Trinkgelage im Pilgerstüblein
Autor: Reinhard Löwisch
Streitberg, Montag, 06. Juni 2016
Vor der Ruine Streitberg steht die dritte Tafel auf dem literarischen Spaziergang von Joseph Victor von Scheffel. Mit der darauf festgehaltenen Strophe lässt der Dichter seine Vorliebe für "geistige" Getränke erkennen.
Unsere Serie "Literarischer Spaziergang: Auf den Spuren von Joseph Victor von Scheffel in der Fränkischen Schweiz" gelangt an der dritten Tafel an, die oben am Eingang zur Ruine Streitberg steht. Darauf steht geschrieben:
Am Streitberg ragt der Steinklotz schroff
Und weiß, wie meerverwaschen.
Das Pilgerstüblein auf dem Hof
Weiß nichts von leeren Flaschen.
Noch blüht dem Talvogt Christian
Karfunkelrot die Nase,
Und Weihrauchdampf, der Burgkaplan,
Turniert mit ihm beim Glase.
Victor von Scheffel nimmt bei dieser Strophe seine eigene Vorliebe für "geistige" Getränke aufs Korn. Die heute noch existierende Pilgerstube gab es damals noch nicht: Sie wurde erst durch Hans Hertlein 1899 eröffnet.
Eine "altertümlich gewölbte Trinkstube, die dem Schlossherrn von Streitberg zinspflichtig ist", gab es schon 1776, wie in einem Brief an John Hunter nachzulesen ist (Briefe aus der Pilgerstube von Hans Max von Aufseß).

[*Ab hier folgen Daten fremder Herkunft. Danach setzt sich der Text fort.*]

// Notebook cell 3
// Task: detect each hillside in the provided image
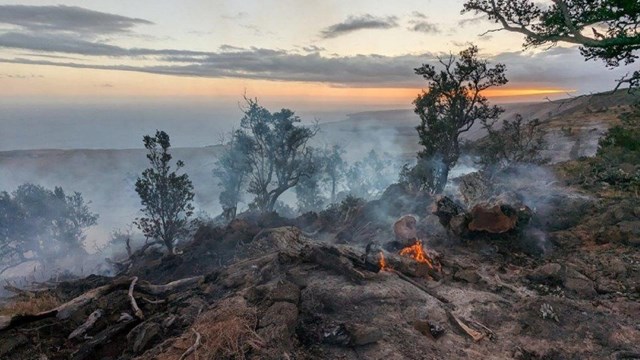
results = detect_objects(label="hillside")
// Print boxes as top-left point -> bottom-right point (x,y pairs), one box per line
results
321,90 -> 633,161
0,92 -> 631,248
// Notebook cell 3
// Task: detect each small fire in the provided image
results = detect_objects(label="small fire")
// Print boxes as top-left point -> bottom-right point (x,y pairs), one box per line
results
378,251 -> 390,271
400,240 -> 434,269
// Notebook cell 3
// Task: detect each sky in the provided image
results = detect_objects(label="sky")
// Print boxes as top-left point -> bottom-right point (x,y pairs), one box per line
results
0,0 -> 626,110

Tatsache ist auch, dass die Burg Streitberg beim Besuch Scheffels schon eine Ruine war. Und der Hinweis auf den "Talvogt", den Bürgermeister, der mit dem Kaplan zecht, könnte ein versteckter Hinweis auf ein gemeinsames Trinkgelage im Ort gewesen sein.
Die Burg Streitberg gab es schon im 12. Jahrhundert. Im 13. Jahrhundert gehörte sie zum Reich der Schlüsselberger, die von hier aus den Aufbau der Burg Neideck, ihren Hauptsitz, planten.